Читаем Сядьте на пол полностью

«Лёва называет это «иммоват». А Ева называла это «лебанан». Внимание, вопрос: русское название и допустимая дозировка?» (август 2013)

Интересные перестановки случаются и в порядке слов. Когда Киту было полтора, он говорил "папа какакан да!", что означало "папа таракана показал" (была у нас такая пальчиковая игра). Я тогда иронизировал — мол, ещё один признак японца: у них глаголы ставятся в конце предложения. Через пять лет Ева в том же возрасте говорила "папа га ап!", рассказывая о том, как я засовываю в глаз контактную линзу.

Чем ещё удобен японский: там нет множественного числа. Или нет единственного. В языке детей это разделение появляется после двух лет и вызывает разнообразную путаницу. У Евы было прекрасное выражение «один людь». А у Лёвы — «один молоко» и «один огонь», причём означали они совершенно разные вещи. В случае молока, Лёва использовал «один» в значении «ещё немного», потому что раньше часто слышал это слово именно в таком смысле («ещё один мультик, и спать»). Что касается огня, то он услышал у старшего брата пример обратного отсчёта («три, два, один… огонь!») и справедливо решил, что длинное выражение можно сократить до двух слов.

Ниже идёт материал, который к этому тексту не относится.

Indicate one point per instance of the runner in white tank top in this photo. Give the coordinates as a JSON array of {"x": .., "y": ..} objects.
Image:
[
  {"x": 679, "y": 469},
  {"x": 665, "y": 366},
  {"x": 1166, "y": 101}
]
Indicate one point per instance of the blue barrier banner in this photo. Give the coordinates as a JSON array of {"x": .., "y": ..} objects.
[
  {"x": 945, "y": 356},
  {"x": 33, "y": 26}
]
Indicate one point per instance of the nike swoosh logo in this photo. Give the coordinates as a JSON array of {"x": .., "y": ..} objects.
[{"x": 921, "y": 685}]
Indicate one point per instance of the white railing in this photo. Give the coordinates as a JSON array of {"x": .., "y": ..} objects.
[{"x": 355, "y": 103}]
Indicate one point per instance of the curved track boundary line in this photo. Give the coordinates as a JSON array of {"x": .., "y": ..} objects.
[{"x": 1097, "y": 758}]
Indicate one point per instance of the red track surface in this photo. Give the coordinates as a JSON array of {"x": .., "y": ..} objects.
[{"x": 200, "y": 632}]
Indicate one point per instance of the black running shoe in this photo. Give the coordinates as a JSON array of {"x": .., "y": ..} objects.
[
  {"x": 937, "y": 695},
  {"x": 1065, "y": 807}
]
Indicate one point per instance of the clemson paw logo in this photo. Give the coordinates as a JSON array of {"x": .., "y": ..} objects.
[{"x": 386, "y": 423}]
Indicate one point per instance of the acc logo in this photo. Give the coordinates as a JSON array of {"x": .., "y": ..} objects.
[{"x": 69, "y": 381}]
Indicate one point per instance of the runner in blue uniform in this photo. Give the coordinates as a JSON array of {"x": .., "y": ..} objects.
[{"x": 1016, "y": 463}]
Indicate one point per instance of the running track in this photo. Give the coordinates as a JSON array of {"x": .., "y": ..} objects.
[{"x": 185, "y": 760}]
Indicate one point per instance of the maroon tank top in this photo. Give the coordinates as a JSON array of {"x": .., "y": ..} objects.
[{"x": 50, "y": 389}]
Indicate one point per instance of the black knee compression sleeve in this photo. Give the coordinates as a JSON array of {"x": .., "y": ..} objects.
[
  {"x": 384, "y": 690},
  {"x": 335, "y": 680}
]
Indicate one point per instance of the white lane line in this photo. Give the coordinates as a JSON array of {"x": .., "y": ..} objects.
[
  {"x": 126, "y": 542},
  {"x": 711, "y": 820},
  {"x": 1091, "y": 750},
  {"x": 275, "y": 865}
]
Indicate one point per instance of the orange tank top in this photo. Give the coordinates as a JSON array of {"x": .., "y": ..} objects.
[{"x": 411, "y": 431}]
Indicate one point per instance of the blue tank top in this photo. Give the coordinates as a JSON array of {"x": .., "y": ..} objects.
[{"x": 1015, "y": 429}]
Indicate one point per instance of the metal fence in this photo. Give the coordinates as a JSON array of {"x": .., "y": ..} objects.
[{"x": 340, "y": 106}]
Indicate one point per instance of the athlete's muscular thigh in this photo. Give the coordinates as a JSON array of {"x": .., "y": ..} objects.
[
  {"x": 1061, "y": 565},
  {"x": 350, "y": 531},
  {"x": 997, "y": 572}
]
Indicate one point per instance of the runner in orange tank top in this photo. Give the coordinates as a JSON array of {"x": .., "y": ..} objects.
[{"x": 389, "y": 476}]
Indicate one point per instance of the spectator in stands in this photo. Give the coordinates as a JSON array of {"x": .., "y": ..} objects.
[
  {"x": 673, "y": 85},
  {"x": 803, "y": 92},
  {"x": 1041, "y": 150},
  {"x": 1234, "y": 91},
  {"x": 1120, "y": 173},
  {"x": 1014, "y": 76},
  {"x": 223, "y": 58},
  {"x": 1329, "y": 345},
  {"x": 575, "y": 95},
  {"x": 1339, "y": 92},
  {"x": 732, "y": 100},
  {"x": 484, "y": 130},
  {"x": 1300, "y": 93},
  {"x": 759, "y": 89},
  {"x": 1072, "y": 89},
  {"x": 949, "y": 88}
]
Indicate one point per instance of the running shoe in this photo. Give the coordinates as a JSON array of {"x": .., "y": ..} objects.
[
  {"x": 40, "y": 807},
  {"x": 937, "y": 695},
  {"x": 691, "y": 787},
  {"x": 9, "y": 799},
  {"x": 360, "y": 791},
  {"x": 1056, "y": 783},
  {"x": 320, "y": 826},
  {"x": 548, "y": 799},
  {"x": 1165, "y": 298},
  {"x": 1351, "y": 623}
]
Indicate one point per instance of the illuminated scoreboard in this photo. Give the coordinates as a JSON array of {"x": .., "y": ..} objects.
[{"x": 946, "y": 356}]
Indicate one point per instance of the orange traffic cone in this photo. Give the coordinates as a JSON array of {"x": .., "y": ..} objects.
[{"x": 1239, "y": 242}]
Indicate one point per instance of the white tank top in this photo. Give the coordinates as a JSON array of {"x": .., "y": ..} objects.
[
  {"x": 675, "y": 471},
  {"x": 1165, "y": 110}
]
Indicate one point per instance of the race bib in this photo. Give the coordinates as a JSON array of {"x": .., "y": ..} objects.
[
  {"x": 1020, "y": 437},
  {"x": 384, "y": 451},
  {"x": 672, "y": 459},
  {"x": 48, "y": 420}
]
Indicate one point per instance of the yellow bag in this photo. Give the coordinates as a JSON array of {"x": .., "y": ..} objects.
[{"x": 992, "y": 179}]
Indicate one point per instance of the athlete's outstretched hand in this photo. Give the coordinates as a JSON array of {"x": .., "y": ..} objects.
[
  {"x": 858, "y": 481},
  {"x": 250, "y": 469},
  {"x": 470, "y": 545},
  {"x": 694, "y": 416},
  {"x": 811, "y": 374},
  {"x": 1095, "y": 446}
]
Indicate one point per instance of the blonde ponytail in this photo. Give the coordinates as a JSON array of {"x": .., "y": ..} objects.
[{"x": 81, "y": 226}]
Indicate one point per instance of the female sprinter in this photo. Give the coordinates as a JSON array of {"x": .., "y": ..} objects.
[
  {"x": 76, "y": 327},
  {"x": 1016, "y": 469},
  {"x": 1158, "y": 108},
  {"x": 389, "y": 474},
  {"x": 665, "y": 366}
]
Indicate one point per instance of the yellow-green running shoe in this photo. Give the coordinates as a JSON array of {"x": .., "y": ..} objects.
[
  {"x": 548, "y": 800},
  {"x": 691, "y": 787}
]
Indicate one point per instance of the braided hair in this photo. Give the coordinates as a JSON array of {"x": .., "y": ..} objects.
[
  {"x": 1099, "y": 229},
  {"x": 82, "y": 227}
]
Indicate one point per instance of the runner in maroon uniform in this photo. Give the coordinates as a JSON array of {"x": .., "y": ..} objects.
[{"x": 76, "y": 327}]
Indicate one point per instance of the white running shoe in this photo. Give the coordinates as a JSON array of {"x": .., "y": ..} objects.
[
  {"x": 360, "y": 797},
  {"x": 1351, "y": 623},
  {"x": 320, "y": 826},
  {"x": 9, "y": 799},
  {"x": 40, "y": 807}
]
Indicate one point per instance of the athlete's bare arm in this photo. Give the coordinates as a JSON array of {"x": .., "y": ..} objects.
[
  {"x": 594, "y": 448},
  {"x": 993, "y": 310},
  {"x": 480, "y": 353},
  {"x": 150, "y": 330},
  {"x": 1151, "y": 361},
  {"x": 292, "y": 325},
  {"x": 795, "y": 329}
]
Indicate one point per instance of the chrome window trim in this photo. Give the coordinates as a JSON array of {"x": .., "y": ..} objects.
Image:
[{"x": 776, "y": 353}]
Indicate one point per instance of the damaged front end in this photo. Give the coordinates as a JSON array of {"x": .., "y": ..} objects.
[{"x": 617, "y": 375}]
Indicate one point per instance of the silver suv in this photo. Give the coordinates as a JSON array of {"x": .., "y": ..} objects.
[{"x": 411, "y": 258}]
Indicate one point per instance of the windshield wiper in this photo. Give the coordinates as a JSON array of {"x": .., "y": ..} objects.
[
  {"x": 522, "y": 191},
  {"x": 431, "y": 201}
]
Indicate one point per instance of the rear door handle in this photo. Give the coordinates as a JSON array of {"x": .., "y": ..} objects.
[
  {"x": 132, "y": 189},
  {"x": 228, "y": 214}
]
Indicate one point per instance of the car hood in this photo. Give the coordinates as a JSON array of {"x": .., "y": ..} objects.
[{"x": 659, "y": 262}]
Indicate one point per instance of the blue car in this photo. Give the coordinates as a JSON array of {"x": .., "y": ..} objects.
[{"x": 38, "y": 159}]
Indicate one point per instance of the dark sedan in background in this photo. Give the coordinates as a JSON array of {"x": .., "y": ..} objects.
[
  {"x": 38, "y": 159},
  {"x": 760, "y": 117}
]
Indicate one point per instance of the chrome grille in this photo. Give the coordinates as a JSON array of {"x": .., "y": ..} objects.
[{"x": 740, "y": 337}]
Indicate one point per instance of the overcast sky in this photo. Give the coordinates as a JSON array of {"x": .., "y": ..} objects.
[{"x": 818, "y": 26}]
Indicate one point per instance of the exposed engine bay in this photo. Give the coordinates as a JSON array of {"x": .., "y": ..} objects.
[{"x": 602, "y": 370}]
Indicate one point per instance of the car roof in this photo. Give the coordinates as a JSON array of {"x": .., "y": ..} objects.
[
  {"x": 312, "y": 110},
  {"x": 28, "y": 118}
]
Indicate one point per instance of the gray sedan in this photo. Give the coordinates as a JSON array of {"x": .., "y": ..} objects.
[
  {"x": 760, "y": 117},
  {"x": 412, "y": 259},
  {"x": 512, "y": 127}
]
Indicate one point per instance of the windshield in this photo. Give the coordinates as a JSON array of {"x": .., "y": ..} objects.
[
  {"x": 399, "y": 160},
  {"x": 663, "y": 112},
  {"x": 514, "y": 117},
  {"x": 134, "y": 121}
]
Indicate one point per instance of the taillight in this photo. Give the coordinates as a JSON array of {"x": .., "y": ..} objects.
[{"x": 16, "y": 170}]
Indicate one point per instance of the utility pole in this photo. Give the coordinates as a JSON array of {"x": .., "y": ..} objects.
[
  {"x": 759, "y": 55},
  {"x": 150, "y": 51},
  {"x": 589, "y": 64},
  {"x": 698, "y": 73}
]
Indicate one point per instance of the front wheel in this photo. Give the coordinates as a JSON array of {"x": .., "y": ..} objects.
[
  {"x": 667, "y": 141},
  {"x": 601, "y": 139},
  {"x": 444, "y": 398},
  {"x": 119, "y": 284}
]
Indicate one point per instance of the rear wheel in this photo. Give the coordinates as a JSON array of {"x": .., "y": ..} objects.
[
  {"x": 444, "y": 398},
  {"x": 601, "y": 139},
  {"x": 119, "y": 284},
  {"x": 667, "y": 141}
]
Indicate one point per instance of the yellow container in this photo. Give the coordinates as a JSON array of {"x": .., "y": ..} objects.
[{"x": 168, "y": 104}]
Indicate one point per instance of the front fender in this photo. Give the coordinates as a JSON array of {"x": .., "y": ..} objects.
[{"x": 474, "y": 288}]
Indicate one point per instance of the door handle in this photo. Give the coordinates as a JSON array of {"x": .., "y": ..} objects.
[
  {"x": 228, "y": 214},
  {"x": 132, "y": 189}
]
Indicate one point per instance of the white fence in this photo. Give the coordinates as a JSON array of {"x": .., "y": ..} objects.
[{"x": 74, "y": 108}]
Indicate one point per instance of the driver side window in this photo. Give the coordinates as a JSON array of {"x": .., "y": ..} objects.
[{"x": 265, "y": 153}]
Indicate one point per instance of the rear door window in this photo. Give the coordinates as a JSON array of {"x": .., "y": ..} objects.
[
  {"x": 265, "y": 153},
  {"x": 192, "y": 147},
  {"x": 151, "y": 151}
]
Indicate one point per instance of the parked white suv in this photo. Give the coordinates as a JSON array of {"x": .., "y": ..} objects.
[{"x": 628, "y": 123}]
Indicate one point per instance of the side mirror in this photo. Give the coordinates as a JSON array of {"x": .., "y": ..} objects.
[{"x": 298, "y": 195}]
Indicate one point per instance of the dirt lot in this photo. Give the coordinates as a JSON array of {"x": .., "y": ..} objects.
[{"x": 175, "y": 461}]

После таких наблюдений поневоле ощущаешь, что наш великий и могучий язык на самом деле — ржавая колымага, собранная из подручного мусора. В нестабильных точках этой хаотичной системы "победившее" решение выбирается по совершенно случайным признакам — камешек вызывает лавину, новая странность закрепляется в языке, и это уже необратимо. Какой-то умник назвал свою компанию "Ксерокс", и через тридцать лет это кошачье слово используют миллионы. Удобно ли произносить его, режет ли оно слух — не играет роли. Случайный камешек победил.

Может, точно так же закрепился и звук "Р"? Был в древности на севере какой-нибудь певец c больной челюстью, Гомер такой нормандский. Пел популярные песни, и от него пошло-поехало это самое "Р". И вот уже всем детям говорят про дефект речи и заставляют этот дугацкий звуг выговагивать.

Думаете, я опять шучу? Кит не выговаривал "р" до пяти лет. В садике ему предложили позаниматься с логопедом. Но упражнения не давали результата, делать их ему не хотелось, и мы забили. А звук "р" он научился говорить в следующем году, когда у них в группе появилась девочка, которая грассировала. Кит стал её пародировать. Сначала это было не "р", но я четко слышал, что это уже какой-то новый звук. Через месяц и "р" появилось.

Когда дети продолжают конструирование собственного языка на уровне целых слов и предложений, это замечают уже все взрослые. К сожалению, большинство видит в этом лишь прикольные ошибки, хотя во многих случаях такое словотворчество — попытка исправить несовершенство языка взросликов:

— Не надо со мной сисюкаться.

— Тушить капусту? Она что, горит?

— В этой игре будут подсказки и отсказки.

— Пап, а кто такой адмирал Тейский?

— Это сделал какой-то враг! Да, враг-отшельник!

— Давай ты будешь гусем, а я гусеницей.

— У людей отечество, а у котов — котечество.

— Как можно «слышать запах»? У него же нет звука!

— Это бальное платье, у него вокруг такие хренделя…

— Там растут цветы математики.

— Смотрите, какой у меня небардак!

— А мы в кинотеатре купим поп-корм?

— Кто-кто… Караганто!

Для желающих разобраться в этой стадии детского новояза рекомендую книгу Корнея Чуковского "От двух до пяти" [20]. Лично я нашёл там много знакомого. В три года Ева вдруг стала подчёркнуто игнорировать уменьшительные суффиксы: фонарик и подарок у неё превратились в "фонар" и "подар", а подушка и верёвка — в "подугу" и "верёву". А вот что пишет Чуковский:

«Почему, в самом деле, ребенку говорят о лошади — лошадка? Ведь лошадь для ребенка огромна. Может ли он звать ее уменьшительным именем? Чувствуя всю фальшь этого уменьшительного, он делает из лошадки — лошаду, подчеркивая тем ее громадность».

Однако дальше по книге этот внимательный исследователь вдруг заявляет: «Начиная с двух лет всякий ребёнок становится на короткое время гениальным лингвистом, а потом, к пяти-шести годам, эту гениальность утрачивает». Тут Чуковский всё-таки ошибся. Лингвистами они являются с самого рождения. И после шести совсем не утрачивают способностей в этой сфере. Просто понятие языка становится шире.

Сейчас все трое моих юных лингвистов замечательно говорят по-русски. Но теперь они точно так же сражаются с правильнописанием. И я их поддерживаю. Потому что лучше писать с ошибками, но с интересом и со смыслом — чем писать без ошибок, но с ненавистью к письму. Превед, медвед!